Through the years, Bethlehem citizens and visitors have shared recollections: A native soldier once recounted how, in looking at stars in faraway lands where he was serving, he was reminded of the Bethlehem star, and that made him feel closer to home. A plant worker who lost his job said that he stopped his car when he saw the star shining one night and concluded he would be OK because he knew he wasn't alone.
Faced with prospects of the star's breaking down, the community resolved to replace it for this year's lighting, organizing a barbecue and other fundraisers to come up with the $3,000 needed.
"It's been a lot of work," Warren Hollar, the unofficial historian here, tells me over sunny-side-up eggs and coffee on a recent day at the aptly named Bethlehem Restaurant. "But when you see a little boy sitting on his daddy's shoulders, and he's pointing excitedly to the star when we light it up and you start to get a tear in your eye watching -- well, you know it's worth it."
Come holiday season, many of us seek a place called Bethlehem. Overseas, 65,000 make the pilgrimage to the original city in the West Bank where the biblical Christmas story unfolds. Here in the United States, there are at least three dozen cities, towns and communities with that name. This is the story of one of them.
Upon my visit to Bethlehem, N.C., I find that goodwill toward men here isn't a seasonal feeling but a way of life. I speak to people who have kept food pantries and clothing drives running because a furniture plant has shut down and so many need help. I watch volunteers reach out to help children whose fathers are incarcerated. I listen to stories about the entire community rallying around Karen and Gary Sain -- Gary runs the only family-owned pharmacy in Bethlehem. The Sains' son, Aaron, was diagnosed in November 1997 with a brain tumor at age 11.
When the Sains had to stay in other cities for weeks at a time for treatments and surgeries, neighbors and churches took up collections for their travel bills and arranged for their home's lawn to be mowed and the pets to be cared for. When the Sains were home, neighbors and churches bought gift cards and a PlayStation, and they delivered meals like fried chicken dinners (Aaron's favorite).
Aaron died at 18 on Aug. 28, 2004, after he had graduated with honors from high school, still hopeful that he would attend the University of North Carolina that fall. ("That was his dream," says Karen Sain, 56, "to go to college in Chapel Hill.")
Since then, every summer, about 30 local residents take part in a 24-hour bike ride to raise funds for cancer research in Aaron's memory; at least $90,000 has been contributedto date through the bike ride and other efforts.
"The people here carried the burden for us," Karen Sain says. "That's what a community should be about, shouldn't it?"

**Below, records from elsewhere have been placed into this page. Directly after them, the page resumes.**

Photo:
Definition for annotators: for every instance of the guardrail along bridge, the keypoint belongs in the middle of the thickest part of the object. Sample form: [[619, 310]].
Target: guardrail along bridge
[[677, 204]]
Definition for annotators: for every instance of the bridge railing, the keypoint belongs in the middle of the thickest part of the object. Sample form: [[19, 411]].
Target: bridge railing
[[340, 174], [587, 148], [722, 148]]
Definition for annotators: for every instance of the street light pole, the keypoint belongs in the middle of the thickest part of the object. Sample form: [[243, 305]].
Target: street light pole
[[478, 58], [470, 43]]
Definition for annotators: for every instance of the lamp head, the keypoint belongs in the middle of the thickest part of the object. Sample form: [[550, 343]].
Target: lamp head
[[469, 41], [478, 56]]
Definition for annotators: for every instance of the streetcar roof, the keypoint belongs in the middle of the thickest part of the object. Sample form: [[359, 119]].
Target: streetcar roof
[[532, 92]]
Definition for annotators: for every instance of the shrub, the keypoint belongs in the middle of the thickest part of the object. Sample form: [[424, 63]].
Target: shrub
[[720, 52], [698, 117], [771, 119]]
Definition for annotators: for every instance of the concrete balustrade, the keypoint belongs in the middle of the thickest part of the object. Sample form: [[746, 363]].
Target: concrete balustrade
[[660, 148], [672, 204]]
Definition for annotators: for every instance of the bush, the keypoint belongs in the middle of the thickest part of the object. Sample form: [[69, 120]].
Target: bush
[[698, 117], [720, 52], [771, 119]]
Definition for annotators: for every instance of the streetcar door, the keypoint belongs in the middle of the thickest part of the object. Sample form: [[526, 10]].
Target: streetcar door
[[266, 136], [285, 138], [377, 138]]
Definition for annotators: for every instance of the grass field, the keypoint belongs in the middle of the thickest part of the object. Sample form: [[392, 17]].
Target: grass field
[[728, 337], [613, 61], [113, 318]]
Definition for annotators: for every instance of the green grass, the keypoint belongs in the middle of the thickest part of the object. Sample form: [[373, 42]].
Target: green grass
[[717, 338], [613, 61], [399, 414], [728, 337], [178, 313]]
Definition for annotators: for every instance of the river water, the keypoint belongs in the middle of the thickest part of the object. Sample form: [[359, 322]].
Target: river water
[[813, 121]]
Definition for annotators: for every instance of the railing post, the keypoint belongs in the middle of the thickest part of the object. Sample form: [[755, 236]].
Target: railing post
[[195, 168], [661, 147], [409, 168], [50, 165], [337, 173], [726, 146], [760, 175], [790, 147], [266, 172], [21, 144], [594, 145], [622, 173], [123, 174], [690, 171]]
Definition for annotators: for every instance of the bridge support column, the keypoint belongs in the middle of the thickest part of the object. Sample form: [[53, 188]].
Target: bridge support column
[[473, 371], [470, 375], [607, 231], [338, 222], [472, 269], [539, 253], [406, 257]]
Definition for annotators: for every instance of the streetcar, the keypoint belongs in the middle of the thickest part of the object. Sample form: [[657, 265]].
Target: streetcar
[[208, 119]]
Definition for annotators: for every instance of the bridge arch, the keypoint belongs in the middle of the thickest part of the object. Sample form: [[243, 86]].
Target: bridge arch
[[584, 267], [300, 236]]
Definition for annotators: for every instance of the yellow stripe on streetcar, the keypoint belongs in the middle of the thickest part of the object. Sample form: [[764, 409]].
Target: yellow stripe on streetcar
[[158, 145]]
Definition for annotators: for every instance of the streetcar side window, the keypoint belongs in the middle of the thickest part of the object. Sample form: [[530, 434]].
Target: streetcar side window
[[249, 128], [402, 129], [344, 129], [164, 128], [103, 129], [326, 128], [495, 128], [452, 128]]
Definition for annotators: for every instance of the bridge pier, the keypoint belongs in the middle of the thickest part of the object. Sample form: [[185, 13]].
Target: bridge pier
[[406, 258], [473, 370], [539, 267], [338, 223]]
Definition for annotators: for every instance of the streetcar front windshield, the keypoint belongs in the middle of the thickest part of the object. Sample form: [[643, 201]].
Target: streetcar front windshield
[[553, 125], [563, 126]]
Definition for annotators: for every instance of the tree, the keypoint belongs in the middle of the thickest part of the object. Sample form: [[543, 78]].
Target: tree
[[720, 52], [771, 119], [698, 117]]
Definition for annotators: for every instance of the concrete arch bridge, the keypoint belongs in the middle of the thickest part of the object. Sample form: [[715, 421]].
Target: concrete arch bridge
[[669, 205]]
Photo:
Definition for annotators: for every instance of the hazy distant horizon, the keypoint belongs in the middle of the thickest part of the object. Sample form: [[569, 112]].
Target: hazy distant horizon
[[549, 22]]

As she speaks, I realize that the spirit of Bethlehem is not necessarily about Christmas, although Christmas is certainly a part of it. It's not really about its name, either. Bethlehem, N.C., could have ended up with any one of hundreds of names of so many towns in America -- maybe Springdale or Pleasant Valley. It could have been named Bedford Falls, the community immortalized in "It's a Wonderful Life." Many of us watch that movie every year at this time, marveling at how well it conveys the humanity of a small town and its protagonist, George Bailey. He's a local hero not because of one great, shining moment, but rather through the smaller, more meaningful acts that he performs all his life. There are a lot of George Baileys in the little town of Bethlehem, N.C., population 6,500. To celebrate them is to celebrate the love of community that resonates so deeply within us.
I meet up with Wes Bolick, an Alexander County commissioner. He takes me to another local holiday draw, the drive-through re-creation of biblical Bethlehem. Along a driving path dotted by oil lamps, the scene plays out on the second weekend in December for families packed in more than 2,000 cars. A tradition for six years, it's a combined effort of a number of churches, in which 100 people play Nativity-scene characters. "Would you believe we actually make these outof old furniture upholstery?" Bolick says, showing off a rack of costumes that look Hollywood-worthy.
Quietly, local pastor Dave Ross tells me how Bolick makes sure the village is built on time. Over the years, Bolick has arranged for inmates serving time for non-violent offenses -- failure to pay child support, habitual traffic violations -- to help build it on work-release time. A day spent on work release counts as two, not one, days served as part of their sentence, meaning they'll be released sooner. "There are men who get out in time to spend Christmas with their families instead of in jail, thanks to this drive-through," Ross says.
It's a telling display of compassion, one that extends to the maximum-security prison near here, the Alexander Correctional Institution. There, I'm escorted to what's called Ezekiel's Room, in the same area where prisoners have family visitation days. Resembling a homey clubhouse, Ezekiel's Room is a respite for children who are visiting their fathers, a place where they can read stories, do arts and crafts, and "be with other kids whose daddies are serving time there, so they can realize that they're not alone," explains Bronda Green, 52, a local volunteer.
One of my last visits is with Noah Lail, 85, a community founder who came up with a special Bethlehem postmark. Visitors lined up outside the door at the Bethlehem post office (which Lail helped to establish), and large boxes filled with Christmas cards arrived daily from as far away as Germany, from families who wanted their cards to be postmarked "Bethlehem."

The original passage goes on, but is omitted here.